World

Melinda Gates sees US government donating COVID vaccine doses soon

  • I think the US government is looking at their supply of vaccine and deciding, okay how much should we do through COVAX, how much should we do bilaterally, so I think you're going to start to see some movement there.
  • The Bill & Melinda Gates Foundation has become one of the most powerful and influential forces in global public health, and last year committed about $1.75 billion to COVID-19 relief.
Published May 4, 2021

LONDON: Melinda Gates, co-founder of one of the world's largest private charitable foundations, expects the US government will soon weigh up how much of its vaccine supply to donate bilaterally and through the global COVAX programme.

In her first remarks to be broadcast since she and her husband, Microsoft Corp co-founder Bill Gates, announced they would divorce after 27 years, Gates said governments were waking up to arguments that the global economy needs to be vaccinated to bring the pandemic under control.

"I think the US government is looking at their supply of vaccine and deciding, okay how much should we do through COVAX, how much should we do bilaterally, so I think you're going to start to see some movement there," Gates said in an interview with the Financial Times recorded before the divorce announcement.

Wealthy nations did not need to vaccinate down to their teen populations before they started sharing doses with low-income countries, Gates said, and suggested governments should pick an age range, somewhere between 20 and 30, when they would start donating vaccines.

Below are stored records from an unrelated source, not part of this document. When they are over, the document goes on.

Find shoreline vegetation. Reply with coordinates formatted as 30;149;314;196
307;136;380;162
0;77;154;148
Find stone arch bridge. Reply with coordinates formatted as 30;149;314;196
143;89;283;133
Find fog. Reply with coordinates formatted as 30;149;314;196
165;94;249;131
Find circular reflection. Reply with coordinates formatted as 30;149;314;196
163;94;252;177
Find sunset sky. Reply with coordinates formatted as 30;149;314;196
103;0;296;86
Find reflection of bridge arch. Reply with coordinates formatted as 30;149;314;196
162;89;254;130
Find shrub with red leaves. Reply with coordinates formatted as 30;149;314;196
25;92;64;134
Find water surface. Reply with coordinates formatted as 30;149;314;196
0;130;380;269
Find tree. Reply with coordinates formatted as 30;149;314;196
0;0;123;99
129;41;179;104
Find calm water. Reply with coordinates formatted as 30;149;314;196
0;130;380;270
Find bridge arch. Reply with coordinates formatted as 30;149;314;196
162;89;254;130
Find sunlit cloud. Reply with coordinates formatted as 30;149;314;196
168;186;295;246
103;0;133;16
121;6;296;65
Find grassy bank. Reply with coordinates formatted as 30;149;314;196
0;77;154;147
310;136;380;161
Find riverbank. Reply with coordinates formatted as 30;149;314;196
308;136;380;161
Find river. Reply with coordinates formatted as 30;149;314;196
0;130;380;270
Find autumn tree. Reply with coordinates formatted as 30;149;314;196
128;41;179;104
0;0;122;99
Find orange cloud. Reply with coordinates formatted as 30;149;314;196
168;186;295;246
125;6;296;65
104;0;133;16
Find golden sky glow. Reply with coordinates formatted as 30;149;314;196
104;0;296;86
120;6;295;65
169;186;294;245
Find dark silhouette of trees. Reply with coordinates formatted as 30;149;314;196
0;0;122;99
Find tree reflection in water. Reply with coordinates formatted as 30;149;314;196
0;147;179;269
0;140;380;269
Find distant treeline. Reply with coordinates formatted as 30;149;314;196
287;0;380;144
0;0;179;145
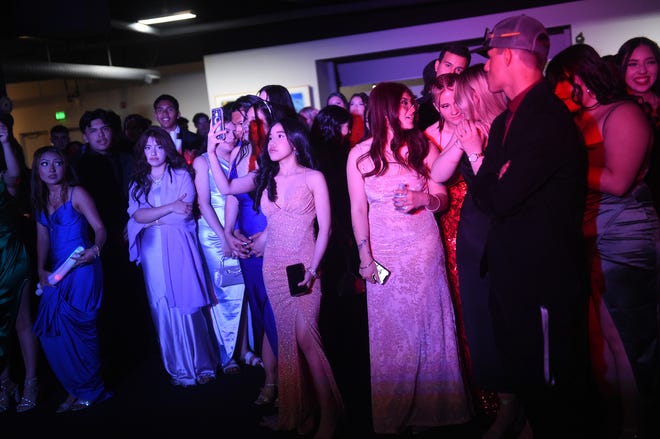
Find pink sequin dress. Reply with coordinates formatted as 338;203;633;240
261;171;343;430
360;161;470;434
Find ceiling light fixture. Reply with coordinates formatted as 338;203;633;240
138;11;197;26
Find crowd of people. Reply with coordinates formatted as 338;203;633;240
0;15;660;439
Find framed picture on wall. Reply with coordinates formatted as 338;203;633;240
287;85;312;111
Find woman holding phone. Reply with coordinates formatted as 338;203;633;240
208;118;343;438
346;82;470;434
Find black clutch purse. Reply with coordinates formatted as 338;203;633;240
286;263;312;297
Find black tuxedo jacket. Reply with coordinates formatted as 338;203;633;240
472;81;588;385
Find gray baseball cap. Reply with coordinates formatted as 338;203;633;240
472;14;550;59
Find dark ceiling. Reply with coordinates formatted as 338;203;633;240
0;0;565;85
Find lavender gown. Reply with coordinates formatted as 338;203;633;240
128;167;218;386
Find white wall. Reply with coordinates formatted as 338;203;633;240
7;62;209;165
204;0;660;107
7;0;660;162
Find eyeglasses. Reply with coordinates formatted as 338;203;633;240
484;28;520;46
399;98;418;110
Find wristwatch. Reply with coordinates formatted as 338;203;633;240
468;152;484;163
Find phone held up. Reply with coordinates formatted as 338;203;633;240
211;107;225;140
374;261;390;285
286;263;312;297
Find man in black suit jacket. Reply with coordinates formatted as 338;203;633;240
154;94;202;164
74;108;155;386
473;15;589;438
417;44;472;131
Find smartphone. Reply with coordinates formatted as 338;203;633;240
374;261;390;285
211;107;225;140
286;263;311;297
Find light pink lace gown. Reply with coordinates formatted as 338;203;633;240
361;163;470;434
261;171;342;430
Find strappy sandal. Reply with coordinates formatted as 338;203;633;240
254;383;277;406
55;395;78;413
16;377;39;413
0;379;20;413
222;358;241;375
243;351;264;367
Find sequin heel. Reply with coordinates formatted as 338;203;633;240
254;383;277;406
0;378;20;413
16;377;39;413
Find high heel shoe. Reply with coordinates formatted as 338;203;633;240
55;395;78;413
16;377;39;413
0;378;20;413
254;383;277;406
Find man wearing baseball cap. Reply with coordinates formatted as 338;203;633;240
473;15;589;439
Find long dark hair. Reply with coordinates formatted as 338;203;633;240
30;145;78;218
358;82;429;177
254;117;318;210
546;44;630;107
130;126;195;202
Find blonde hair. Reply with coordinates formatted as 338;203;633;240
454;64;507;127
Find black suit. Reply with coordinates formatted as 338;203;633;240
473;81;588;437
75;147;156;387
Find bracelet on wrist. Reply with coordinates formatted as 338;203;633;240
360;259;374;270
426;194;440;212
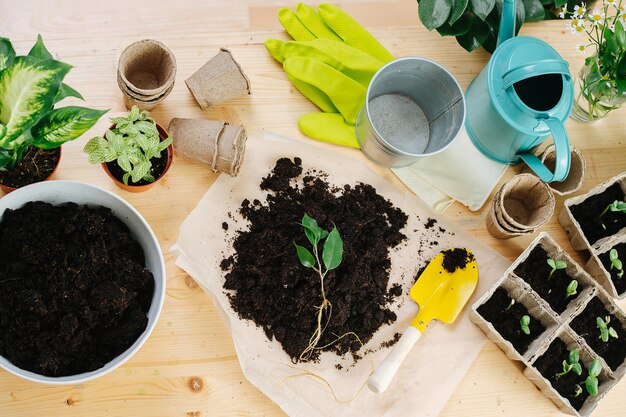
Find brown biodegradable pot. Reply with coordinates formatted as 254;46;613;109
117;39;176;97
101;123;174;193
495;174;556;230
185;48;250;110
0;147;62;194
169;118;247;176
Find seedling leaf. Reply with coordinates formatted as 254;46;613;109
294;242;315;268
322;226;343;271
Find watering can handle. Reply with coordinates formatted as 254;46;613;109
502;59;570;90
519;117;571;182
496;0;517;47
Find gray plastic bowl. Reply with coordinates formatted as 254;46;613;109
0;181;165;385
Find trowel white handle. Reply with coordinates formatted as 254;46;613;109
367;326;422;393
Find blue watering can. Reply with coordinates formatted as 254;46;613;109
465;0;574;182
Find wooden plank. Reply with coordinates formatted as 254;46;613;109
0;0;626;417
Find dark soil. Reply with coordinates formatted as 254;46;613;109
477;287;545;355
106;149;167;185
571;297;626;371
443;248;474;273
221;158;408;361
534;338;589;410
0;146;61;188
515;246;584;314
570;183;626;245
599;243;626;294
0;202;154;377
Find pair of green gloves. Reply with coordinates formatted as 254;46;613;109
265;3;394;148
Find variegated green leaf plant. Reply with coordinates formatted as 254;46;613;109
83;106;173;185
0;35;108;171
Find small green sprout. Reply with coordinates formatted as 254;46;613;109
585;359;602;397
554;349;583;379
609;249;624;279
546;258;567;279
598;200;626;230
519;316;530;334
565;279;578;298
504;298;515;311
574;385;583;398
596;316;618;343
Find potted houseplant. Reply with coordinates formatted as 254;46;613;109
83;106;174;192
0;36;108;192
561;0;626;122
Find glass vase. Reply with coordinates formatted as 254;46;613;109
570;55;626;123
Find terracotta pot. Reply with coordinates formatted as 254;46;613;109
101;123;174;193
0;147;63;194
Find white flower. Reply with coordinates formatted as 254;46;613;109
589;9;604;26
574;0;588;17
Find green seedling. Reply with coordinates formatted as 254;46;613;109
609;249;624;279
565;279;578;298
581;359;602;397
293;213;343;360
504;298;515;311
554;349;583;379
519;316;530;334
546;258;567;279
596;316;619;343
598;200;626;230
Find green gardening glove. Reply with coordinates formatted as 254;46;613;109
265;3;393;148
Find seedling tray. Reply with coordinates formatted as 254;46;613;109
470;232;626;417
559;172;626;299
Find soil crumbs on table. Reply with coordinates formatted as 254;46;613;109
0;202;154;377
535;338;589;410
599;243;626;294
221;158;408;362
478;287;545;355
570;297;626;371
570;183;626;245
514;246;583;314
0;146;61;188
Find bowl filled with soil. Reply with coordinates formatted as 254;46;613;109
559;172;626;251
0;181;165;384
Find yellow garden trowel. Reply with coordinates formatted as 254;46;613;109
367;248;478;392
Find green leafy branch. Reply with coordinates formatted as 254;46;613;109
83;106;173;185
293;213;345;361
418;0;580;52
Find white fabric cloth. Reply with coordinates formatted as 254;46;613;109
392;129;507;213
172;136;509;417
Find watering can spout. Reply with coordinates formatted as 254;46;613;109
497;0;516;46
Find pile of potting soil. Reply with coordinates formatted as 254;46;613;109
0;202;154;377
221;158;408;361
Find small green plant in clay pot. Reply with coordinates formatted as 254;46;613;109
83;106;173;191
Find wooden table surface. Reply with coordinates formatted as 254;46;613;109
0;0;626;417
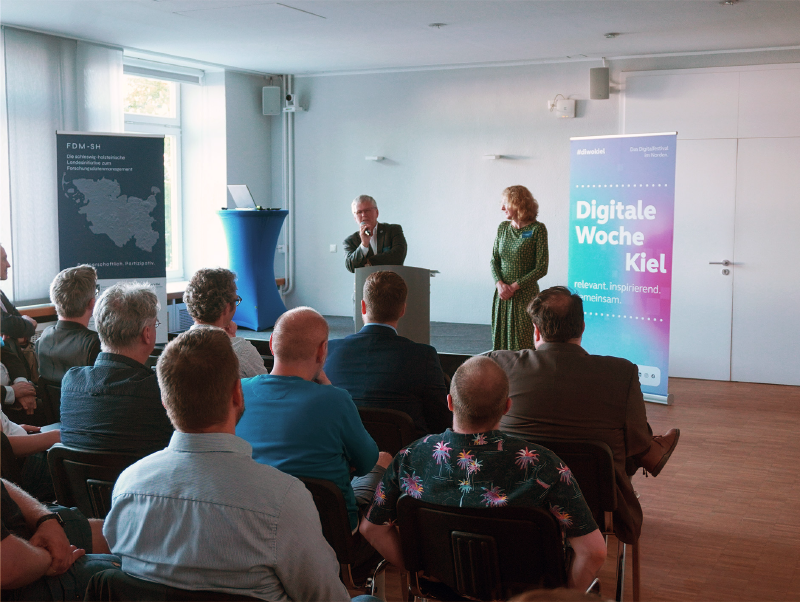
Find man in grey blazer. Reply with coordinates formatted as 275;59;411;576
342;194;408;272
489;286;680;543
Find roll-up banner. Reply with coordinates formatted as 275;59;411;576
56;132;167;343
569;132;677;403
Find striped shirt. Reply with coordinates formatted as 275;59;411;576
103;432;350;602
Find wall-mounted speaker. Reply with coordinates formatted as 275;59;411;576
589;67;609;100
261;86;283;115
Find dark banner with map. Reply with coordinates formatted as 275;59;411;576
56;133;167;280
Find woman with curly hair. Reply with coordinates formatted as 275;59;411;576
491;186;549;351
183;268;269;378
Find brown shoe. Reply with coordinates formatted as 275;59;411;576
640;429;681;477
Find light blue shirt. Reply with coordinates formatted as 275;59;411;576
103;432;350;601
236;374;378;529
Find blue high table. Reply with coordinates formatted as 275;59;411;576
217;209;289;331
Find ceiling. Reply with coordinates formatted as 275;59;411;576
0;0;800;74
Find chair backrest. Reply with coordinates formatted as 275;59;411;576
397;495;567;600
0;433;22;485
47;443;140;518
358;407;417;456
528;437;617;529
300;477;355;565
39;376;61;422
84;569;258;602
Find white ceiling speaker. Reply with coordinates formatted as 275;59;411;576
261;86;281;115
589;67;609;100
547;94;575;119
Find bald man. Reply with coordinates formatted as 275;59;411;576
236;307;392;529
360;357;606;590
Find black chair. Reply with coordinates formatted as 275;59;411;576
529;437;640;602
358;407;417;456
47;443;140;518
397;495;567;600
84;569;259;602
300;477;386;598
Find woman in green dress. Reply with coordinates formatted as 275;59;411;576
492;186;549;351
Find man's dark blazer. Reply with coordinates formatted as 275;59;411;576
489;343;653;543
325;324;453;436
342;222;408;272
0;291;36;382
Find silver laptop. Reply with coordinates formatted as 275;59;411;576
228;184;256;209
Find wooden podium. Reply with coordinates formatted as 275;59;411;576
353;265;431;345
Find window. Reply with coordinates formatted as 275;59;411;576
123;74;183;280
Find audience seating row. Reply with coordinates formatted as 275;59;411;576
43;400;639;600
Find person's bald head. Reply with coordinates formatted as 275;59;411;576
450;356;508;430
270;307;328;363
526;286;585;343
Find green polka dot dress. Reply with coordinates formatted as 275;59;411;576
492;221;549;351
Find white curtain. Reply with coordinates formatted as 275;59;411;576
0;27;123;304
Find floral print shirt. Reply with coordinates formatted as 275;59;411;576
366;429;597;537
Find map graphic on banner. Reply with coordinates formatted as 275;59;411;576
57;134;166;279
56;133;167;343
569;133;677;396
70;178;161;253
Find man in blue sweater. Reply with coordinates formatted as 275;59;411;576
236;307;392;529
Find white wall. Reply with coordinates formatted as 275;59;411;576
282;51;800;323
181;71;228;279
289;64;617;323
181;71;283;279
225;71;273;207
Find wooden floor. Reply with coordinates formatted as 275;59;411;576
368;379;800;602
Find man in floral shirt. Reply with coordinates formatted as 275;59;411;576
360;357;606;589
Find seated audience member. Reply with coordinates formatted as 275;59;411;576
183;268;269;378
61;282;172;456
0;358;38;416
489;286;680;543
0;414;61;502
36;265;100;383
0;480;119;600
103;327;349;601
236;307;392;529
360;357;606;589
325;272;452;437
0;245;44;424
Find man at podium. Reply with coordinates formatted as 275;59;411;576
342;194;408;272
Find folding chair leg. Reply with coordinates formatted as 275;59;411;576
369;560;389;600
615;540;626;602
400;571;414;602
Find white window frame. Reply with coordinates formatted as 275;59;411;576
125;73;184;281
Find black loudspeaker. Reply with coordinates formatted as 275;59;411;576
589;67;609;100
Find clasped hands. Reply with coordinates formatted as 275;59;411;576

The Bill & Melinda Gates Foundation has become one of the most powerful and influential forces in global public health, and last year committed about $1.75 billion to COVID-19 relief.

The 56-year-old Texas-raised computer scientist, who met Bill Gates, 65, at a company dinner in New York, will continue to run the foundation with him.

Gates was cool on the idea of waiving intellectual property rights to help increase vaccine supply, saying it made more sense to incentivise pharmaceutical companies to carry out technology transfers.

"The piece that is not working today is the manufacturing," she said. "We don't have enough raw materials, we don't have enough manufacturing in the right places, so it is allowing the nations that have manufacturing in place to hoard their vaccines, so we got to fix that piece."